Materials and methods
The study employed a retrospective cohort design to investigate the biotin levels of the patients attending the dermatology outpatient clinic. The inclusion criteria consisted of the patients whose biotin levels were checked between January 1, 2020, and January 1, 2023. Biotin examinations were conducted as a part of routine investigations for various dermatological conditions, without specifically targeting biotin deficiency.
A total of 105 patients were identified for inclusion in the study based on their biotin-level assessments. Patient information such as age, gender, comorbidities, and medication use was recorded. The prevalence of biotin deficiency is expected to vary across different age groups due to variations in dietary habits, physiological changes, metabolism, and overall health status. To investigate this further, we employed stratification by age, dividing the patients into three distinct categories: individuals under 18, those between 18 and 50, and those older than 50.
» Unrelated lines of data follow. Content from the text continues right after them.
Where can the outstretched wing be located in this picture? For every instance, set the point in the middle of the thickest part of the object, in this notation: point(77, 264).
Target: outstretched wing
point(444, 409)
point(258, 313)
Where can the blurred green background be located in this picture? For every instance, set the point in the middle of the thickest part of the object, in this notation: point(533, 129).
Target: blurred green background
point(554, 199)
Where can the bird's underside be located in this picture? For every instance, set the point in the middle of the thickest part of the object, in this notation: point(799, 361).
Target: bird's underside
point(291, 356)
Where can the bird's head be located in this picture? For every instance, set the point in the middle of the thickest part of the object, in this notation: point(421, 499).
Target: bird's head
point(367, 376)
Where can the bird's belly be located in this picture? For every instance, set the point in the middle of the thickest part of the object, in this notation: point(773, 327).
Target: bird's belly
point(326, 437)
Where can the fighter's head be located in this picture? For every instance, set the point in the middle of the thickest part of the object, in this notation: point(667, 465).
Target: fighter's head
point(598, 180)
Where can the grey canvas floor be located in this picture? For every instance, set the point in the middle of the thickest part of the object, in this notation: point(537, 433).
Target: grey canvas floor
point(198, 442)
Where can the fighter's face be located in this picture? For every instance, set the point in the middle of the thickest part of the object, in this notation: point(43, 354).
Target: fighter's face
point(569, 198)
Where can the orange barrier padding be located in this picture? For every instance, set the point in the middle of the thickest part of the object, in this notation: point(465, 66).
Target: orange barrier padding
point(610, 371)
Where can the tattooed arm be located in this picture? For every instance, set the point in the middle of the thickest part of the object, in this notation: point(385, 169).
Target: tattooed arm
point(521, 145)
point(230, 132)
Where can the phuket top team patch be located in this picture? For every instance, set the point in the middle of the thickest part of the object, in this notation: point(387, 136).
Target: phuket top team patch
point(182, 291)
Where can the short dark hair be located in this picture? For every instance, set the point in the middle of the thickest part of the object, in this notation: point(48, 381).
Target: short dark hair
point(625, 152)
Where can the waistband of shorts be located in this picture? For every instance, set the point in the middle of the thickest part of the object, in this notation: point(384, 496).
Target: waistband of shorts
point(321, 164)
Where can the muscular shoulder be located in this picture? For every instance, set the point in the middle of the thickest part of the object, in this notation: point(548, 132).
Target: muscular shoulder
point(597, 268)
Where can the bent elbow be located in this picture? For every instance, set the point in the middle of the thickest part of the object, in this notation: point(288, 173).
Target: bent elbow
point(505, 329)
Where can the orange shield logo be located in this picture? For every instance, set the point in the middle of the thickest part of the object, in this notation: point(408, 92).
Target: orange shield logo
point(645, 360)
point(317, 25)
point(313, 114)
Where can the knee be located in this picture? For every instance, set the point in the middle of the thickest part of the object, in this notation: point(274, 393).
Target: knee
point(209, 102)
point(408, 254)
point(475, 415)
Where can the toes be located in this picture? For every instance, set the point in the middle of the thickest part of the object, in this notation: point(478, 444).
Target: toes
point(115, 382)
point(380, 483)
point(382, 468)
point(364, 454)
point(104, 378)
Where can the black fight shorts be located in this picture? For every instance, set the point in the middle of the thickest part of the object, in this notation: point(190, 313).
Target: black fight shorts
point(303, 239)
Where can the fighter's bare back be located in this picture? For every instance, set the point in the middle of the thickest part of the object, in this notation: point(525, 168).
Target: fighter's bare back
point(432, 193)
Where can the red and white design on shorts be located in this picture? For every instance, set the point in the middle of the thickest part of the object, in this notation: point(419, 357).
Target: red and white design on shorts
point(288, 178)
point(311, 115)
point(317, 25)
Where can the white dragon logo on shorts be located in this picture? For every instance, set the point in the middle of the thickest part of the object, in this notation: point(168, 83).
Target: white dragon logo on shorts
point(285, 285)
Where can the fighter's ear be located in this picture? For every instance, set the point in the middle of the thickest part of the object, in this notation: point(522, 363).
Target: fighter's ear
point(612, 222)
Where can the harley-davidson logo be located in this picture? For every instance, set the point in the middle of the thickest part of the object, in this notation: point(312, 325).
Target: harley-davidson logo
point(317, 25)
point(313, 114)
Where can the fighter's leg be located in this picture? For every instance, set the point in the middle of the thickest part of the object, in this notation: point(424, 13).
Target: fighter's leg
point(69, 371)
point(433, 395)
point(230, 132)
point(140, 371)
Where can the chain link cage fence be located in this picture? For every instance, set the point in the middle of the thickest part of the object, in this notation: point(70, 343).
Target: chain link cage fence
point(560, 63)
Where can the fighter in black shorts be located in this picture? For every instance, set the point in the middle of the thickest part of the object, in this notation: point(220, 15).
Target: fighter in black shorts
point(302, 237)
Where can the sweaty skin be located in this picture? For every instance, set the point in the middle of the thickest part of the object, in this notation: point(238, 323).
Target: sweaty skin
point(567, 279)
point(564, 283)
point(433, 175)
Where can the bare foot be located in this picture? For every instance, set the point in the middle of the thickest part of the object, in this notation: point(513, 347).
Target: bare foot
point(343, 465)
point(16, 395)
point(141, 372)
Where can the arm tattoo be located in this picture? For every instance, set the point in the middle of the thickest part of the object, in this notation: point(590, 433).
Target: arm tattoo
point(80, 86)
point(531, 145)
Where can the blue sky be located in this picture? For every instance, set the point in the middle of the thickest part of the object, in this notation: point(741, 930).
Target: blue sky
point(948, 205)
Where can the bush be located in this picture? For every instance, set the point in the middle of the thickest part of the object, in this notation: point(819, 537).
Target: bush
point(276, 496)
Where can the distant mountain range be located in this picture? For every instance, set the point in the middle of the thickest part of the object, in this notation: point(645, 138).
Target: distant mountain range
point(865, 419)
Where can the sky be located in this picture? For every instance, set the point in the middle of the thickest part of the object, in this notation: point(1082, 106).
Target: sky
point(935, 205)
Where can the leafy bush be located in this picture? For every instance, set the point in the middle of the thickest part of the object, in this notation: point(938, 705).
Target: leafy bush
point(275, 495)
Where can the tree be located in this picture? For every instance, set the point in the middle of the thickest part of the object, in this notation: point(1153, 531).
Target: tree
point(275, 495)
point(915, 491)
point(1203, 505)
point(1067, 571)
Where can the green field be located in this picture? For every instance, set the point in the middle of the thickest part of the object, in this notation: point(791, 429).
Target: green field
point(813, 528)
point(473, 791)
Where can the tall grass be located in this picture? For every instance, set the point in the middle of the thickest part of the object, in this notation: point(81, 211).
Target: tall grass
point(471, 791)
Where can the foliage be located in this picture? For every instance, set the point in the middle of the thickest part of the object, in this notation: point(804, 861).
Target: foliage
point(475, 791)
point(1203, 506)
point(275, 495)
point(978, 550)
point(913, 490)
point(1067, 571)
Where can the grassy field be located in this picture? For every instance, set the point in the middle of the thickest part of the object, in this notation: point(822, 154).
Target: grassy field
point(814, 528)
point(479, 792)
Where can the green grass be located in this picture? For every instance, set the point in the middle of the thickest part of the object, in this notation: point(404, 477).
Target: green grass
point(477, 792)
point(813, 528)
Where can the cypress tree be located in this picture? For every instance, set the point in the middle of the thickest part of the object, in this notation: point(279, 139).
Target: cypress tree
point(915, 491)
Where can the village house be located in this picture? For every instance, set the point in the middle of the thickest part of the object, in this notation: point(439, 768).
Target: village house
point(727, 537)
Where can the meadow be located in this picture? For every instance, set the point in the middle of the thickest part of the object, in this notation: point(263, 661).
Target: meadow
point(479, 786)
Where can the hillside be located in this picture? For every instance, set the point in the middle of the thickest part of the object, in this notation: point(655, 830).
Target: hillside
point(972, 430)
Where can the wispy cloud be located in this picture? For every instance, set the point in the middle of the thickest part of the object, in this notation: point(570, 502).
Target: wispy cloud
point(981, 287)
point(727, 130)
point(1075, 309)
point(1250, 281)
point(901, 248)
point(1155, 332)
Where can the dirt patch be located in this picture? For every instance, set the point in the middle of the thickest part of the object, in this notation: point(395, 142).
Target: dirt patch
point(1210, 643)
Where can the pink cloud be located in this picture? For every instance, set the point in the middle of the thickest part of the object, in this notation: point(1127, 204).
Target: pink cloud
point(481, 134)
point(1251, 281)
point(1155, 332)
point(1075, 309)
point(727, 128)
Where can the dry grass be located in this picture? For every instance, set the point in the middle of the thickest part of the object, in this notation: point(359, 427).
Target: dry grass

An evaluation of biotin levels has been performed in some situations that may be associated with various dermatological conditions. Biotin, along with other laboratory tests (such as complete blood count {CBC}, fasting glucose, blood urea nitrogen {BUN}, creatinine, aspartate aminotransferase {AST}, alanine aminotransferase {ALT}, cholesterol, triglyceride, vitamin B12, folic acid, ferritin, 25-OH vitamin D, zinc, and magnesium levels), were checked for the patients with acne scars, cold-induced hand dermatitis, seborrheic dermatitis, telogen effluvium, xerosis cutis, keloids, psoriasis, keratosis pilaris, alopecia areata, dyshidrotic eczema, rosacea, urticaria, wart, and vitiligo.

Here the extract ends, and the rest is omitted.